Как мне не хватало моего лучшего друга! Особенно страшно было ночью, одной. Я не решалась спуститься в подвал во время бомбежки, меня трясло от страха, я кричала от ужаса, зарывшись в кровати.
Почему мама считала, что мне одной в доме, под бомбежкой ,безопаснее, чем рядом
с ней???
     Однажды днем, когда я заснула после бессонной ночи, меня разбудил сильный стук в дверь. Проходя мимо окна, я увидела большой черный автомобиль возле нашего
дома. Сердце екнуло от радости: я решила, что это машина отца. Я бросилась к
двери! На пороге стоял военный. Отдав мне честь, спросил:"Это квартира Ершовых?"
    "Да, а вы от папы? Проходите, проходите!"
Военный смутился, но не тронулся с места.
    "Мне нужна Нина Павловна Ершова?!"
    "Это моя мама, но ее сейчас нет, она на оборонных работах, ее может и до вечера не быть, а может и завтра не придет. У них так бывает, А, у вас что, письмо от папы?
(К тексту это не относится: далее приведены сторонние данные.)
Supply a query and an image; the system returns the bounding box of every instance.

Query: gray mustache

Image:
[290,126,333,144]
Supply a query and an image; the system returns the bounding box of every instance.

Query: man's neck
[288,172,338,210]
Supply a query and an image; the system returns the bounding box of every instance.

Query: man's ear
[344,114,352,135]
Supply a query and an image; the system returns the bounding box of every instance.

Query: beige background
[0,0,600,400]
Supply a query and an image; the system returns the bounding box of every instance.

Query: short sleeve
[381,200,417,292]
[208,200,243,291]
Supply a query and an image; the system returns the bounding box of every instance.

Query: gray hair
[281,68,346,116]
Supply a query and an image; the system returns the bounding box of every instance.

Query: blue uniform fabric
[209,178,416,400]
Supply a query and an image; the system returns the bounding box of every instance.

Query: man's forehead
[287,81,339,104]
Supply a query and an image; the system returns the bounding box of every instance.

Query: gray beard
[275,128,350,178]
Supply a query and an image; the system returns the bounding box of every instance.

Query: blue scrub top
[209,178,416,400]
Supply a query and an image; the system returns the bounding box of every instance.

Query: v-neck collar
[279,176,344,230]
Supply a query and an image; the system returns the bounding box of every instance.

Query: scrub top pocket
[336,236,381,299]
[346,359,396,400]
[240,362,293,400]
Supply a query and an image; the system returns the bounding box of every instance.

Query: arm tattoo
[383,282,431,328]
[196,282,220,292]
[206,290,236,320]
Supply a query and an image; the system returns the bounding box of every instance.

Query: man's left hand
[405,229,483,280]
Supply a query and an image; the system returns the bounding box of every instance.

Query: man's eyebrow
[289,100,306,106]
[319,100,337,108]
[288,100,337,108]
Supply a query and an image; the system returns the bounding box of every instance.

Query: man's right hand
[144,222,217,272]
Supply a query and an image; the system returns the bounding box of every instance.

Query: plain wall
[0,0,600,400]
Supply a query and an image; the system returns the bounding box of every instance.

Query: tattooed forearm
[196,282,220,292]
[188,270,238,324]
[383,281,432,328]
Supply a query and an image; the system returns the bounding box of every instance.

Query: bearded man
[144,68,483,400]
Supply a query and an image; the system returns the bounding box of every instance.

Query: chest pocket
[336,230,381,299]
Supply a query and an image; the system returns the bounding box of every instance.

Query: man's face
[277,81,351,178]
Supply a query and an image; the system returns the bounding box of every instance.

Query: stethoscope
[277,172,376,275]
Так давайте мне, я же его дочь!"
    "Нет, у меня нет письма!"
    "Он просил что-то передать на словах, где он, на фронте?"- я трещала без умолку, надеясь, что сейчас он скажет: "Да, я от твоего отца, с ним все в порядке, жив,здоров, сам приехать не смог, просил передать..."
    "Мне нужна твоя мать, когда придет, передай, что ей необходимо явиться по
этому адресу, вот повестка, распишись!... Хотя, ладно, не надо! Я сам позже зайду!"
     Сердце мое колотилось, как бешеное, предчувствуя что-то неладное. Я почему-то даже обрадовалась, что мамы нет дома, как будто это могло что-то изменить. В окно я наблюдала, как машина отъехала от дома и медленно двигалась вдоль липовой аллеи в нашем дворе. Автомобиль замедлил ход при выезде из ворот и в этот момент в воротах появились две знакомые фигурки: мама и Клаша. Никогда они не возвращались с работ так рано, почему же именно тогда, когда им лучше было бы задержаться, они приехали раньше обычного! Судьба! Почему она такая злая?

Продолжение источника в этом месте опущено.